この場合、レーザスポットの最大シフト量(2S)は、第1及び第2の回転板4A,4Bの厚み、屈折率、及び傾き角度のうちから選択された少なくとも1つのパラメータを変化させて、レーザビームアレイ3のレーザビームの配列ピッチの1/2以上となるように設定される。
図7に示すように、上記相対的な移動方向をXY平面内のX軸方向とすれば、レーザビームアレイ3のレーザビームはY軸に沿って配置される。この場合、第1及び第2の回転板4A,4Bの回転位相差αは0°に設定される。
Claims (6)
- 同一平面内に平行に並んで進行する複数のレーザビームアレイの光路上に、互いに反対角度で傾いて配置され、前記光路の光軸を中心に互いに反対方向に同じ角速度で回転する二枚の透明な回転板を備え、複数の前記レーザビームアレイのレーザスポットをその配列方向にシフトさせるようにしたことを特徴とするレーザ照射装置。
- 前記レーザスポットのシフト方向の設定は、二枚の前記回転板のn回回転時点における回転位相差(nはゼロを含む正の整数)を調整して行われることを特徴とする請求項1記載のレーザ照射装置。
- 前記レーザスポットの最大シフト量は、前記二枚の回転板の厚み、屈折率、及び傾き角度のうちから選択された少なくとも1つのパラメータを変化させて、前記レーザビームアレイの配列ピッチの1/2以上となるように設定されることを特徴とする請求項1又は2記載のレーザ照射装置。
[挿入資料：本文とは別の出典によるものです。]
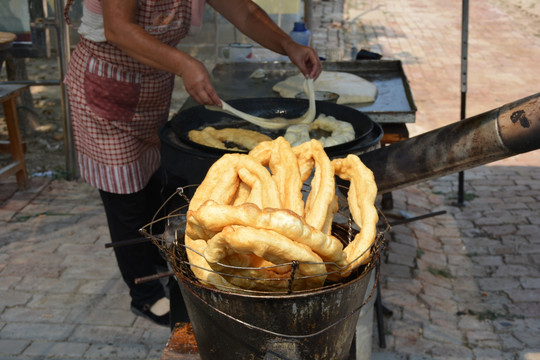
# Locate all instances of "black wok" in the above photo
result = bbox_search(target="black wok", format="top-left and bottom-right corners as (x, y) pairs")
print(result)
(171, 98), (374, 155)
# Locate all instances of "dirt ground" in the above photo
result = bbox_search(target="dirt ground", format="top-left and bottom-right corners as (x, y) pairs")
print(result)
(0, 0), (540, 177)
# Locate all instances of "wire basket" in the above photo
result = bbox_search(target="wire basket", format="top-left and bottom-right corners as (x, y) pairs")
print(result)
(140, 184), (390, 296)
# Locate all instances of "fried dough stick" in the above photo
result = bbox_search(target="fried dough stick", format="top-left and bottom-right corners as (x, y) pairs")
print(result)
(185, 154), (281, 287)
(292, 140), (337, 234)
(249, 136), (304, 216)
(204, 226), (326, 288)
(332, 154), (379, 276)
(187, 200), (347, 266)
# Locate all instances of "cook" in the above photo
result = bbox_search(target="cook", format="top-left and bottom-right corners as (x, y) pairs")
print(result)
(64, 0), (321, 325)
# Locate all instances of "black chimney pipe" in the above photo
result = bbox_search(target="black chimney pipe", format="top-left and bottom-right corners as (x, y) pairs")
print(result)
(360, 93), (540, 194)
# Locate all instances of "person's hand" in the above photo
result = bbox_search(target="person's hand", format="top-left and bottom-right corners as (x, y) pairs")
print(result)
(180, 57), (221, 106)
(285, 41), (322, 80)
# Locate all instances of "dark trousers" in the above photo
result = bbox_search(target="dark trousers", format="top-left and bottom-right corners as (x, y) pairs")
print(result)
(100, 170), (167, 307)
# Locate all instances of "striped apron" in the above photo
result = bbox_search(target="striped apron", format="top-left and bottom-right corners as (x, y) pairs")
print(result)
(64, 0), (191, 194)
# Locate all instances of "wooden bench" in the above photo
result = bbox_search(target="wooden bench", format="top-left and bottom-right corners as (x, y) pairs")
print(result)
(0, 84), (28, 189)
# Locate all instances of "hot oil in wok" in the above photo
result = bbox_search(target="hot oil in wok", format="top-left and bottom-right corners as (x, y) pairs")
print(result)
(196, 117), (332, 152)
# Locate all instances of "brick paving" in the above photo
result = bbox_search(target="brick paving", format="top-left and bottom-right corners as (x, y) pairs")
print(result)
(0, 0), (540, 360)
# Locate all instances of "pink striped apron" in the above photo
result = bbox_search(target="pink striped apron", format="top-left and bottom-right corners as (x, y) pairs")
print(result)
(64, 0), (191, 194)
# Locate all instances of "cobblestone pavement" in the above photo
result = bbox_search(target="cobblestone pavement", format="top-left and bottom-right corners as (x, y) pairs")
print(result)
(0, 0), (540, 360)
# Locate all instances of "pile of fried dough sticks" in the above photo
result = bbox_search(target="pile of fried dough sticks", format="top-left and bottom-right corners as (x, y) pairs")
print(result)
(185, 137), (378, 292)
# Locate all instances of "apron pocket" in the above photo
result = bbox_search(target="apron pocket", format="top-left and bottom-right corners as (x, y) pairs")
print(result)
(84, 61), (141, 122)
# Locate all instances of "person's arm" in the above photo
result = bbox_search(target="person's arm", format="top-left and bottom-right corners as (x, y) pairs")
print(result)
(207, 0), (322, 79)
(103, 0), (221, 105)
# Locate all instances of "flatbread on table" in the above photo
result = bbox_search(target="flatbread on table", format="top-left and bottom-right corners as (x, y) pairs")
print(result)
(272, 71), (378, 104)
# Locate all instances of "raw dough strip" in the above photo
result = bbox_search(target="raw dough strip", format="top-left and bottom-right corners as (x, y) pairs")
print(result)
(206, 79), (316, 130)
(188, 126), (272, 150)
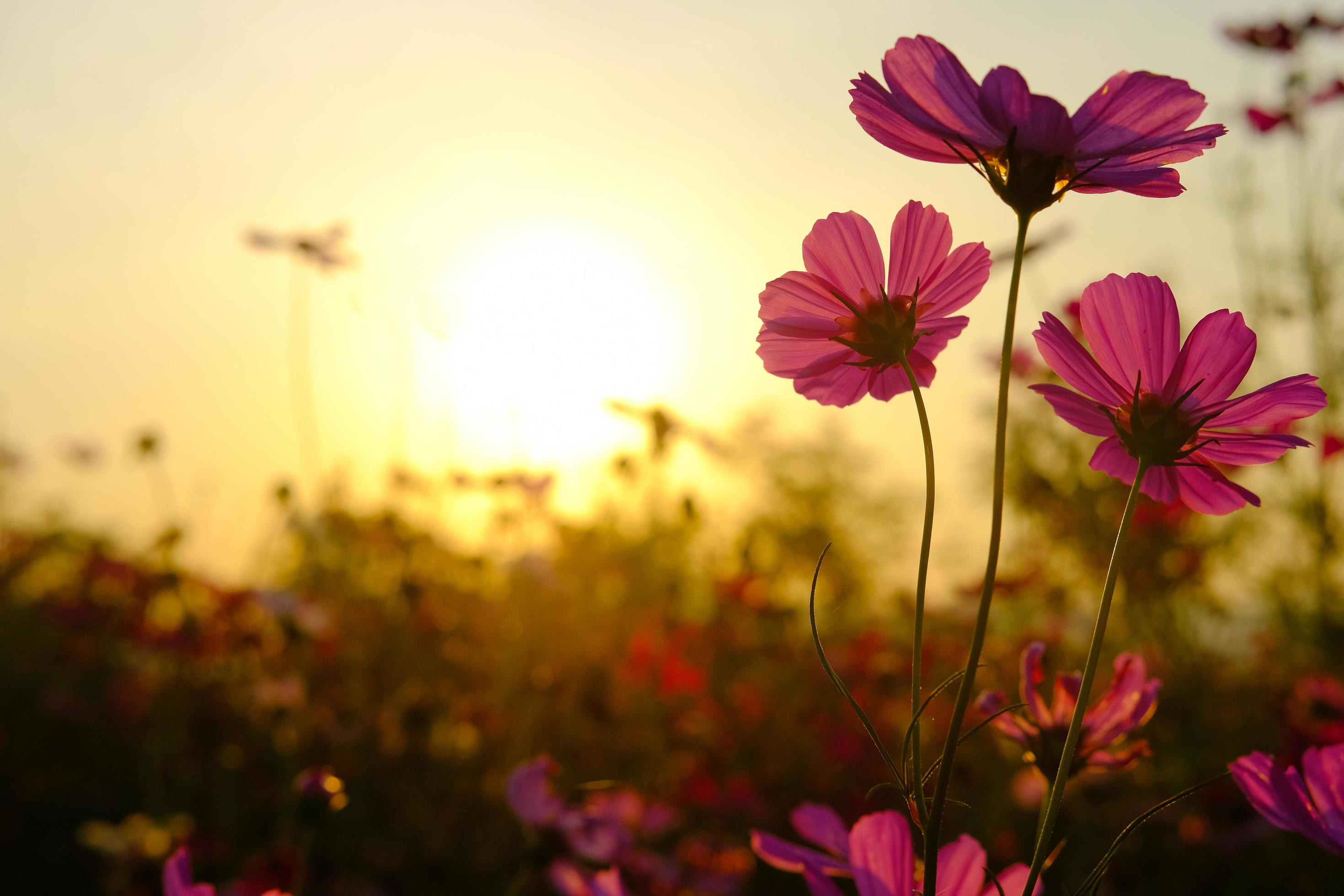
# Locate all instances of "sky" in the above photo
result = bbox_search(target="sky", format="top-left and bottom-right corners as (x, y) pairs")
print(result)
(0, 0), (1322, 572)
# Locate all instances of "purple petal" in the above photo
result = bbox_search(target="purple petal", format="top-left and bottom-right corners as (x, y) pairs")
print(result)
(1171, 451), (1259, 516)
(849, 811), (915, 896)
(1163, 309), (1255, 407)
(917, 243), (991, 318)
(1032, 312), (1131, 407)
(938, 834), (985, 896)
(980, 66), (1074, 156)
(980, 863), (1045, 896)
(1199, 430), (1312, 466)
(882, 35), (1008, 152)
(751, 830), (849, 875)
(1087, 435), (1185, 504)
(1029, 383), (1115, 437)
(887, 200), (952, 305)
(1200, 373), (1325, 427)
(1082, 274), (1180, 392)
(1072, 71), (1221, 159)
(802, 211), (885, 308)
(789, 803), (849, 859)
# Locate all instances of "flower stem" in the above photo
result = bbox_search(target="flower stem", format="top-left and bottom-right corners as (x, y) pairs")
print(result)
(901, 357), (934, 826)
(1023, 461), (1148, 893)
(923, 215), (1031, 893)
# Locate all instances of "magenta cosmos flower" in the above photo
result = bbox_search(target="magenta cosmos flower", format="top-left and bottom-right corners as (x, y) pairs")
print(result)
(976, 641), (1163, 778)
(1031, 274), (1325, 514)
(1228, 744), (1344, 856)
(849, 36), (1227, 215)
(757, 202), (989, 407)
(164, 846), (289, 896)
(751, 803), (1044, 896)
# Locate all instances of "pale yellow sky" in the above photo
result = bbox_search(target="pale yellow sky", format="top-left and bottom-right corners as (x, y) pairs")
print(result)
(0, 0), (1322, 570)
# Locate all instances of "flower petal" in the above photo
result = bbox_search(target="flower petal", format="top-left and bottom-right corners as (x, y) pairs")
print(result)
(789, 803), (849, 859)
(802, 211), (885, 308)
(751, 830), (849, 875)
(849, 811), (915, 896)
(1032, 312), (1131, 407)
(1082, 274), (1180, 392)
(938, 834), (985, 896)
(1029, 383), (1115, 437)
(1199, 430), (1312, 466)
(1200, 373), (1325, 427)
(1163, 308), (1255, 407)
(1171, 453), (1259, 516)
(887, 200), (952, 305)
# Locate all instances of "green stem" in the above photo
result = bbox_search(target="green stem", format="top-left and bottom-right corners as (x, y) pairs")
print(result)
(925, 215), (1031, 893)
(1023, 461), (1148, 893)
(901, 357), (934, 826)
- 同一平面内に平行に並んで進行する複数のレーザビームアレイの光路上に、互いに反対角度で傾いて配置され、前記光路の光軸を中心に互いに反対方向に同じ角速度で回転する二枚の透明な回転板を備え、複数の前記レーザビームアレイのレーザスポットをその配列方向にシフトさせるようにしたレーザ照射装置と、透明な基板とを相対的に移動しながら、基板表面の被照射領域に前記基板の裏面側から前記レーザビームアレイを照射し、前記基板の表面に形成された被剥離層を剥離することを特徴とするレーザリフトオフ装置。
- 前記レーザスポットのシフト方向の設定は、二枚の前記回転板のn回回転時点における回転位相差(nはゼロを含む正の整数)を調整して行われることを特徴とする請求項4記載のレーザリフトオフ装置。
- 前記レーザスポットの最大シフト量は、前記二枚の回転板の厚み、屈折率、及び傾き角度のうちから選択された少なくとも1つのパラメータを変化させて、前記レーザビームアレイの配列ピッチの1/2以上となるように設定されることを特徴とする請求項4又は5記載のレーザリフトオフ装置。